4010-441 Principles of Concurrent System Design
Concurrent Grep With Actors

This page is accessible at www.se.rit.edu/~se441/Assignments/ConcurrentGrep-Actors.html.

This activity will be done with your Project 2 group.

The Problem

For this activity your team will implement a version of concurrent grep via UntypedActors. Your program will be invoked on the command line as follows:

java CGrep pattern [file . . .]

You should familiarize yourself with the java.util.regex package, as you'll use this to do pattern matching. In particular, the pattern argument is an arbitrary regular expression conforming to the syntax recognized by the java.util.regex.Pattern class.

A Regex tutorial including examples: http://www.vogella.com/articles/JavaRegularExpressions/article.html

Note on Matching Lines

A matching line is one where the regular expression matches any part of the line. To match the entire line the anchor characters caret (^) and dollar ($) are used.

End Note

Each file (or the standard input if no files are given) will be scanned by a ScanActor for occurrences of the pattern, using one actor per file.
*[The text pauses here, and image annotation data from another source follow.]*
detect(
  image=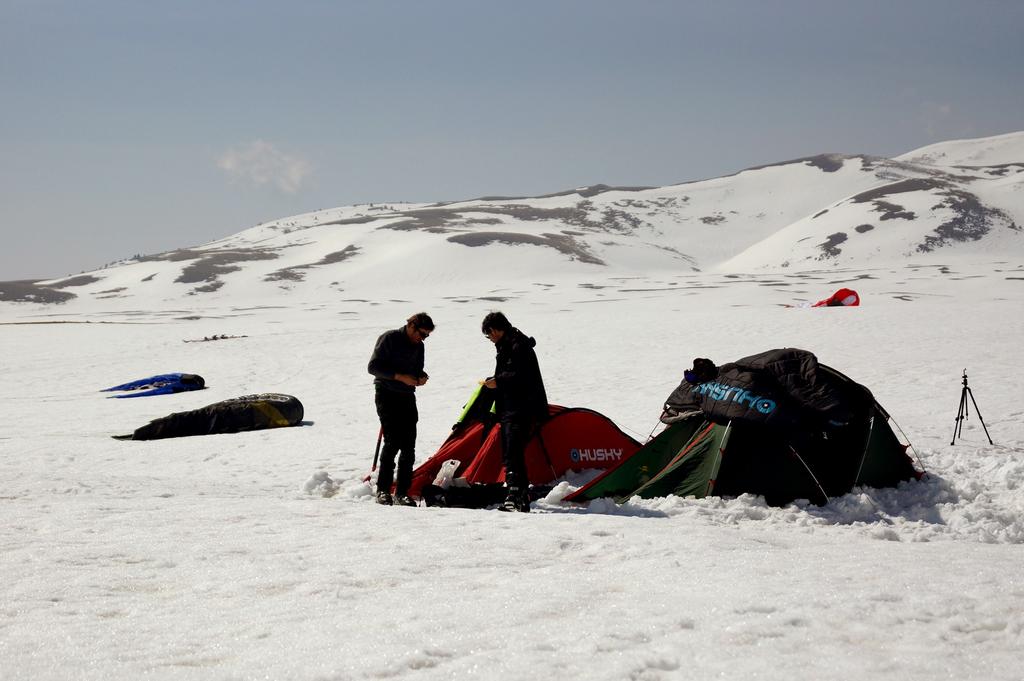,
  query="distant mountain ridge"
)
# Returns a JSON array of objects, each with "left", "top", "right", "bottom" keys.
[{"left": 0, "top": 132, "right": 1024, "bottom": 304}]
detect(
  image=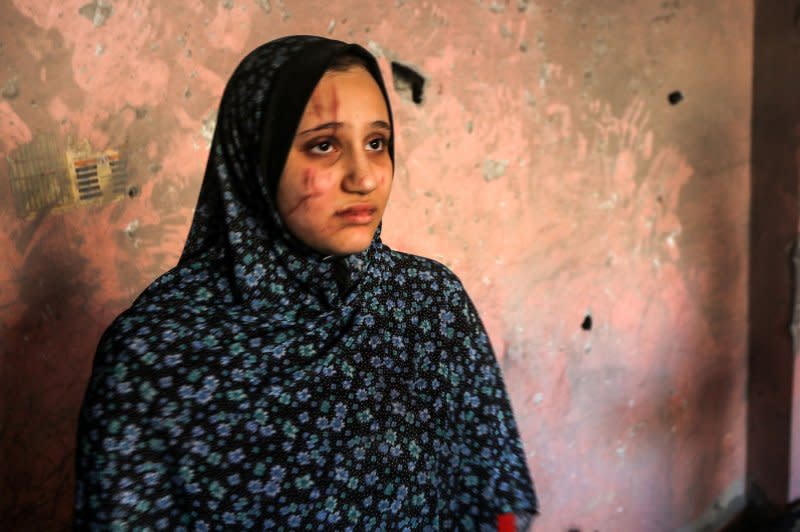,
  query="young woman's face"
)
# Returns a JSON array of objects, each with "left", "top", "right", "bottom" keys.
[{"left": 277, "top": 66, "right": 393, "bottom": 255}]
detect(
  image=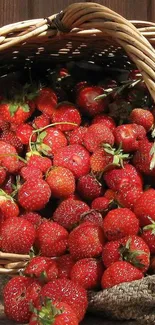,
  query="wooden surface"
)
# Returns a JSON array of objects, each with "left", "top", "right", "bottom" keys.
[{"left": 0, "top": 0, "right": 155, "bottom": 26}]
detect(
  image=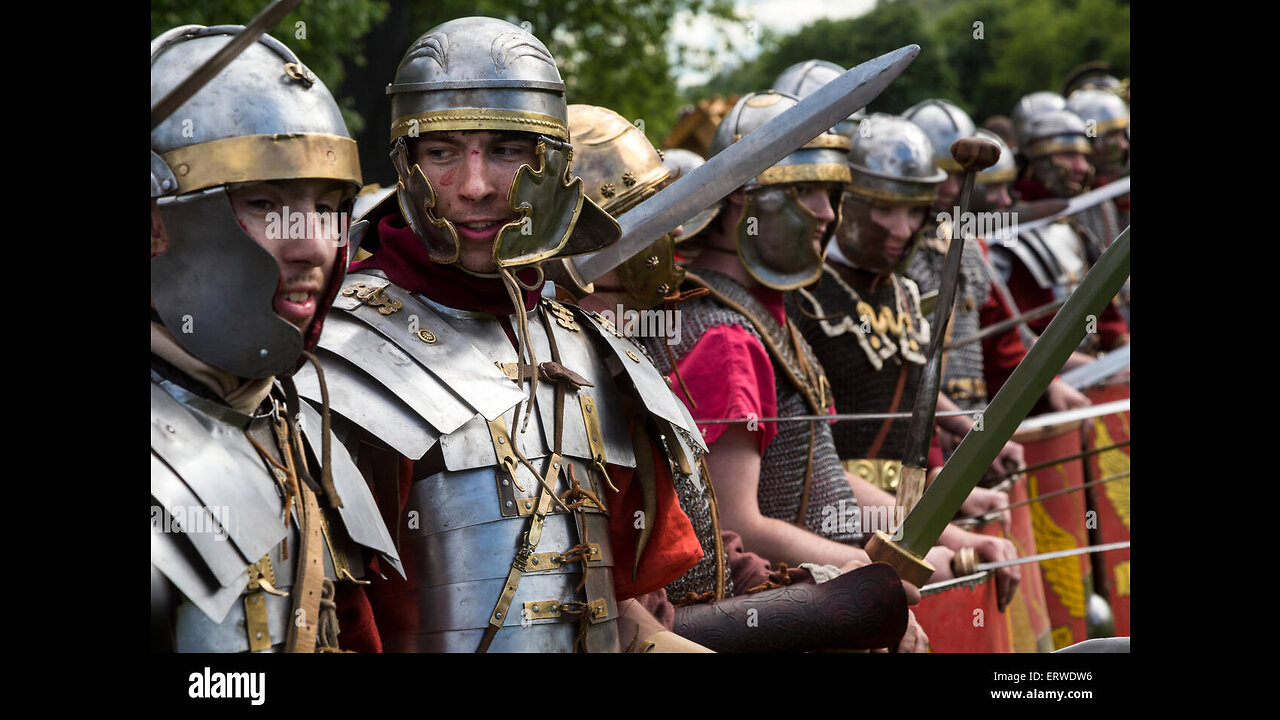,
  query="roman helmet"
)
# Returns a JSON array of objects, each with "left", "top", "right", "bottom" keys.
[
  {"left": 1019, "top": 110, "right": 1093, "bottom": 197},
  {"left": 387, "top": 17, "right": 620, "bottom": 268},
  {"left": 773, "top": 60, "right": 867, "bottom": 137},
  {"left": 1066, "top": 88, "right": 1129, "bottom": 176},
  {"left": 969, "top": 129, "right": 1018, "bottom": 213},
  {"left": 709, "top": 90, "right": 849, "bottom": 290},
  {"left": 902, "top": 99, "right": 975, "bottom": 173},
  {"left": 836, "top": 113, "right": 947, "bottom": 273},
  {"left": 151, "top": 26, "right": 361, "bottom": 378},
  {"left": 566, "top": 105, "right": 685, "bottom": 309},
  {"left": 662, "top": 147, "right": 719, "bottom": 243},
  {"left": 1009, "top": 90, "right": 1066, "bottom": 154}
]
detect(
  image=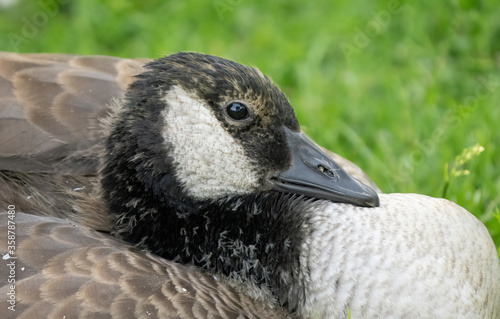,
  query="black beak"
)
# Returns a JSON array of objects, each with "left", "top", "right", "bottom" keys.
[{"left": 271, "top": 128, "right": 380, "bottom": 207}]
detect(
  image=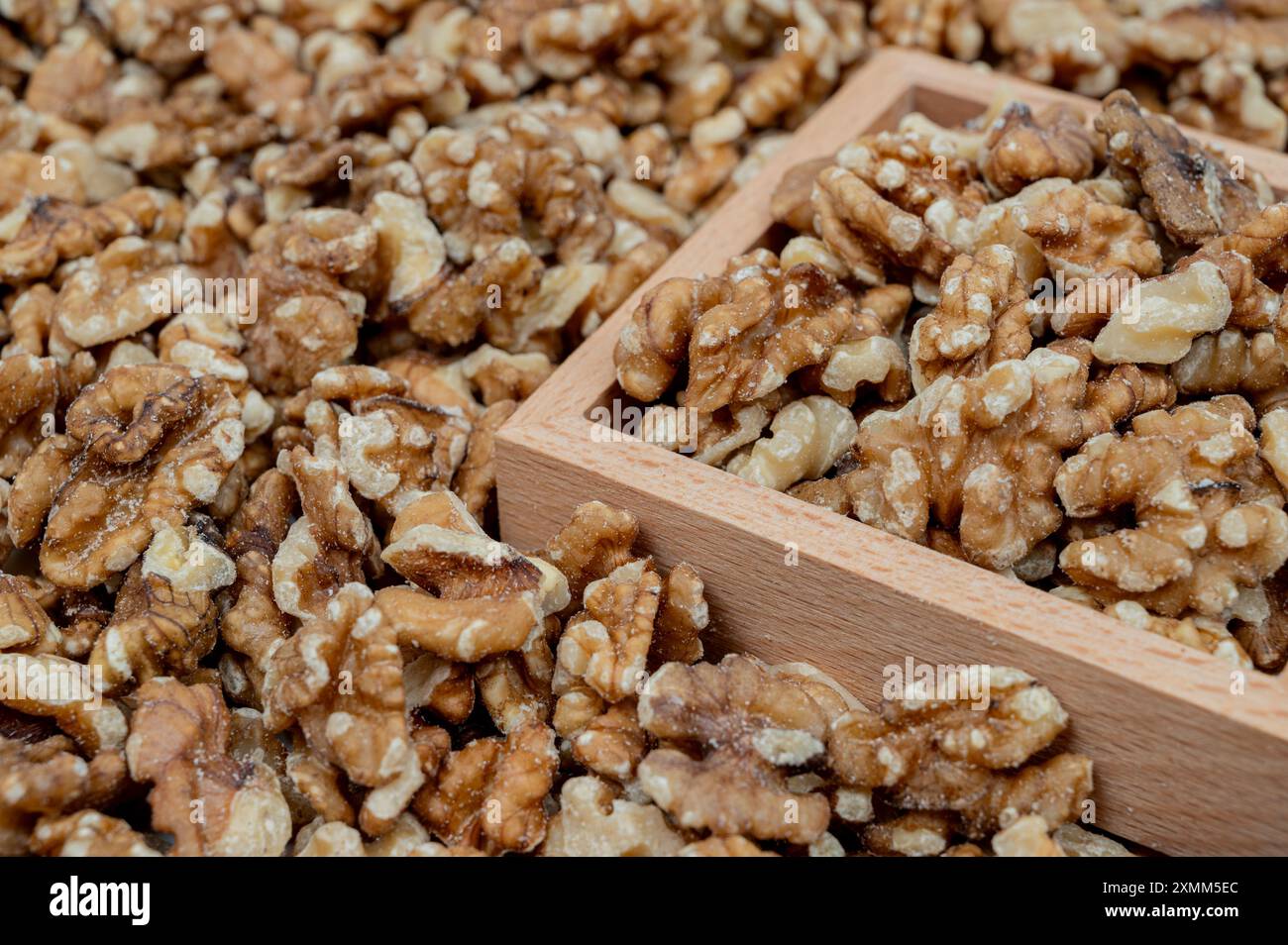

A ScanActor expects to receive exactly one immutable Configure message containing (a) a String with the name of the file to scan (or null for the standard input), and (b) an ActorRef to a CollectionActor, which collects and prints scan results. The actual format of the Configure objects is up to you.

Each ScanActor will construct an immutable Found object containing String with the name of the file, and a List<String> with one entry in the list for each matching line. Each string in the list consists of the line number, a space, and the text of the line itself. The list must be ordered by location of the line in the file (i.e., first matching line at position 0, second matching line at position 1, etc.). The Found object is sent as the one and only message from the ScanActor to the CollectionActor.

The CollectionActor receives two types of messages. The first, of class FileCount (which should be received exactly once), contains a count of the number of files being scanned. The format of this immutable message object are up to you. The remaining messages are Found objects, which, upon receipt, are printed by the CollectionActor. Printout consists of the file name (or "-" for standard input) and the list of matching lines. When all the Found messages have been processed, the CollectionActor shuts down all actors using Actors.registry().shutdown() - see page 186 in PCJVM for an example.

The main program, in CGrep.java, performs the following activities:
  1. Create a CollectionActor, start it, and send the FileCount message to it.
  2. Create one ScanActor per file, start it, and send the appropriate Configure message to each such actor.

Implementation Notes

Obviously, then, the main method will be in a class CGrep contained in CGrep.java. You are free to create any other java files you need to solve the problem, but all classes must be in the default package. I will compile your source files using the command:

javac *.java

and then run the java command on CGrep with my test data files.

Deliverables

Submit a zip archive (and only a zip archive) named cgrep.zip to the CGrep with Actors Activity dropbox by the due date. The archive will contain CGrep.java and any other default package java source files used in your solution. You may (but need not) include a readme.txt file with any comments relevant to assessing your work.

Of the 10 points available for this activity,

In all cases, points assigned represent your instructor's judgement as a professional engineer, and are not subject to negotiation.